Cao Cao paid his respects at the tomb of Yuan Shao, where he wept for his friend-turned-enemy. He also offered condolences and pensions for members of Yuan Shao's family at Ye, though Cao Cao's son Cao Pi took Yuan Xi's wife Lady Zhen as his own wife in a serious breach of propriety. Politically, Cao Cao employed many of Yuan Shao's former officials, relieved all newly conquered territories of taxes for one year, and devoted his policies to rebuild the country devastated by the three-way war among Cao Cao and the Yuan brothers.
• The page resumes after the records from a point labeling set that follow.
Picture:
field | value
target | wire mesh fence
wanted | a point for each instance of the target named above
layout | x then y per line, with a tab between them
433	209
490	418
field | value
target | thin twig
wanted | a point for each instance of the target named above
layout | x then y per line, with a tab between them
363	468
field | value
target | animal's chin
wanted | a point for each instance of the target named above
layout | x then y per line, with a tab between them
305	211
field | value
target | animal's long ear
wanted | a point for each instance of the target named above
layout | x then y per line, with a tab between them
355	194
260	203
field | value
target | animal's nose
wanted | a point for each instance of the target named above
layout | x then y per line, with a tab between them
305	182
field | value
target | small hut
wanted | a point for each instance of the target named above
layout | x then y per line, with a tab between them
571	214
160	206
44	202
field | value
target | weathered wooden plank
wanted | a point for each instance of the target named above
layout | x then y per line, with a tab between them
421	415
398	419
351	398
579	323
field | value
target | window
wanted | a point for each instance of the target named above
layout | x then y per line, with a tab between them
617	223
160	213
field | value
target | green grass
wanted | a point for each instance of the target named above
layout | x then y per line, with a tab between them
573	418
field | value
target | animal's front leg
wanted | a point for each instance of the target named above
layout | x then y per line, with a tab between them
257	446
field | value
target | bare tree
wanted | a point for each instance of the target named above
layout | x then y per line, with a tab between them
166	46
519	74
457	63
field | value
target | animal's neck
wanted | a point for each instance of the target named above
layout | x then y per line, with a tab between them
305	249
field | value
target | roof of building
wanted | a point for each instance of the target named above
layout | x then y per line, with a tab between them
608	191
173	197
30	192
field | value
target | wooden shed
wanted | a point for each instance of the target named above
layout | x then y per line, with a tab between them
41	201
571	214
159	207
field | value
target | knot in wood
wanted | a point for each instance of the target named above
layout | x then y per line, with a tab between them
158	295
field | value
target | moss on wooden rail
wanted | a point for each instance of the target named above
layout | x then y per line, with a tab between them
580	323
All these gained him wide popularity, which, along with the contingents of Bing Province troops sent to settle at Ye, prevented the outbreak of rebellion in favour of the former rulers. Gao Gan, the Inspector of Bing Province, offered his nominal surrender to Cao Cao for the time being. For Cao Cao's successes, an imperial decree named him the Governor of Ji Province, but Cao Cao excused himself from the honour and continued with his old post as Governor of Yan Province.

For the most part, the fall of Ye removed the Yuan clan's power from Ji province. Yuan Tan, who had been taking advantage of the siege of Ye to take territories that belonged to Yuan Shang, defeated Yuan Shang in Zhongshan and drove him further north to seek refuge under Yuan Xi in You Province. Since Yuan Tan was at least expected to help during the siege, Cao Cao now accused Yuan Tan of acting in bad faith, and cancelled the marriage between their families. Months later, Yuan Tan returned to Nanpi and Cao Cao moved to attack him, killing him in battle in the first month of 205. Yuan Shang and Yuan Xi were unable to reorganize their men in You Province after their setbacks and rebellions under their rule, and were decisively defeated along with their allies the Wuhuan in the Battle of White Wolf Mountain in 207.

Ye proved to be a useful acquisition for Cao Cao, who took the city as his chief residence soon after its capture. Over the years the city and its surrounding Wei Commandery became the heart of Cao Cao's power, as he initiated several works in and around the city, including the much-celebrated Bronze Bird Terrace and the Xuanwu Pond (玄武池), where he trained his navy. In 213 Cao Cao was enfeoffed as the Duke of Wei, named after Ye's commandery, and the name stuck throughout the rise of the Cao family's fortunes, culminating in the state of Cao Wei that succeeded the Han dynasty in 220. According to Shui Jing Zhu, Ye was regarded as the Northern Capital during the Wei dynasty.